Thursday, 25 February 2010

The case for co-ops

I trust Dr Rory Ridley-Duff of Sheffield Business School will not object to my copying large chunks of his letter to yesterday's Independent . The Cooperative movement in this country has, by an accident of history, come to be associated with the Labour Party. However, I venture to suggest that the Toad Lane pioneers, if they had a vote, would have been split between Liberals and Conservatives. There have been leading Liberal and Liberal Democrat Cooperators down the years. More significanctly, three years ago, Iain Duncan Smith saw the cooperative principle as a way of improving local services, something which was not remarked on much at the time. More notice was taken when David Cameron recently relaunched the policy, with particular reference to schools.
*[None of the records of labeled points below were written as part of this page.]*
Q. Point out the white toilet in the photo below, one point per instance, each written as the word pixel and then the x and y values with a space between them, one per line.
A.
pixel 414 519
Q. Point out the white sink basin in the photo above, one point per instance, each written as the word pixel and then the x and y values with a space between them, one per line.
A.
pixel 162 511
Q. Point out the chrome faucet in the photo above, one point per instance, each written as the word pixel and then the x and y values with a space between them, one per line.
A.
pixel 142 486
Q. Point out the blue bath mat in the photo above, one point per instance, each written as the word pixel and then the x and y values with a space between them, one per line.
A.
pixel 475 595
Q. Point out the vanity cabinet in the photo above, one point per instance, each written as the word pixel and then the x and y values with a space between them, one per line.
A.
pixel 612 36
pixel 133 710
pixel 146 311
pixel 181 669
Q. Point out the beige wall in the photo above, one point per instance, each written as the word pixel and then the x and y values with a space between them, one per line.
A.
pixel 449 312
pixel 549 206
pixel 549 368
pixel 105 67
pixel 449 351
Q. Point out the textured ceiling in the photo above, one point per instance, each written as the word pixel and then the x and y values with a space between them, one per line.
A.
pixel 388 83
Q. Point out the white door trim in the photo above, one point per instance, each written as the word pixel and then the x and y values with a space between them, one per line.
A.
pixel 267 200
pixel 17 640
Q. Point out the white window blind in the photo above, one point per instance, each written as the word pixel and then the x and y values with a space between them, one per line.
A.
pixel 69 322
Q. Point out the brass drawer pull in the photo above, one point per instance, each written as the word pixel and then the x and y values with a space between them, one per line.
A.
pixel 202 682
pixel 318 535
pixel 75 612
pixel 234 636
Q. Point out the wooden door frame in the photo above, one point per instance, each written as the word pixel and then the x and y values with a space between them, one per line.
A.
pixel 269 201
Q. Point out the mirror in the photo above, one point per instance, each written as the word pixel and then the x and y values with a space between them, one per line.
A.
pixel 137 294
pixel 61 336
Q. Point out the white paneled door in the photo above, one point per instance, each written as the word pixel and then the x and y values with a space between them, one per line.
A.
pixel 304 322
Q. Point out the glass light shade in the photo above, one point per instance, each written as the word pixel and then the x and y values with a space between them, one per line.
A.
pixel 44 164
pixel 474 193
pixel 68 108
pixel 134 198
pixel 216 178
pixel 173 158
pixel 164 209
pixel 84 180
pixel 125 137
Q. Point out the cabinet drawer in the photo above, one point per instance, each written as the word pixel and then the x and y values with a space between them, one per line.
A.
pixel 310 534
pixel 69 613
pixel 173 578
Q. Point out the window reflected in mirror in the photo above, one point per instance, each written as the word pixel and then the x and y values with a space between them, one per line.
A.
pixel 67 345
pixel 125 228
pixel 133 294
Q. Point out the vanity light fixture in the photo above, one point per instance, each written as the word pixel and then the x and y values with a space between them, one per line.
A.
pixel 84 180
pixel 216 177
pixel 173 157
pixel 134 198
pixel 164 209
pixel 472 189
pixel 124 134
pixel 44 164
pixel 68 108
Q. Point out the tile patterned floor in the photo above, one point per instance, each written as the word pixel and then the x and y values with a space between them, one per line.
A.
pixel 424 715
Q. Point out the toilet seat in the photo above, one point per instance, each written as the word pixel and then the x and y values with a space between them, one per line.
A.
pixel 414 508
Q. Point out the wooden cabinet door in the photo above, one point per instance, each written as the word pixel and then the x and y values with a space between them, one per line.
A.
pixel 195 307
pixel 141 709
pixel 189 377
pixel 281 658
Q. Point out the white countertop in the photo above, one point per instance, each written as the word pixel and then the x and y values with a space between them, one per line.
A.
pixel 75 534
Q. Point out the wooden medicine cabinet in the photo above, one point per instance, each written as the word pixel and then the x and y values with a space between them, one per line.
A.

Dr Ridley-Duff writes: "Labour, and particularly Ed Balls, would do well to review the intellectual sources underpinning the Conservative position, as they expose the intellectual weakness of New Labour's leadership on the issue of co-operative economics and participatory democracy." One could add that the Coop has led the way on Fair Trade and ecological matters, where the government has faltered.

But he goes on to twit the Conservatives: "why is the policy only being suggested for public sector institutions? Why is David Cameron not championing this for the banks (as Mutuo are doing)? Why is he not arguing for workers to have a right to take over insolvent companies (as happens in Argentina and Venezuela)? Why is he not championing employee-ownership as a business succession policy (as both the Employee Ownership Association and Cooperatives UK argue)?"

He concludes: "The UK is one of only four EU countries without co-operative law: an appalling indictment of a government that includes Cooperative Party MPs. Hopefully, the current news story will move them to action."

One of the few areas of UK industry to survive the Thatcher/Howe economic blitz of the 1980s was that of small co-ops and employee-owned businesses, enabled by possibly the only Liberal-inspired legislation during the Lib-Lab pact. The "Sheffield" approach may show a way out of our current difficulties.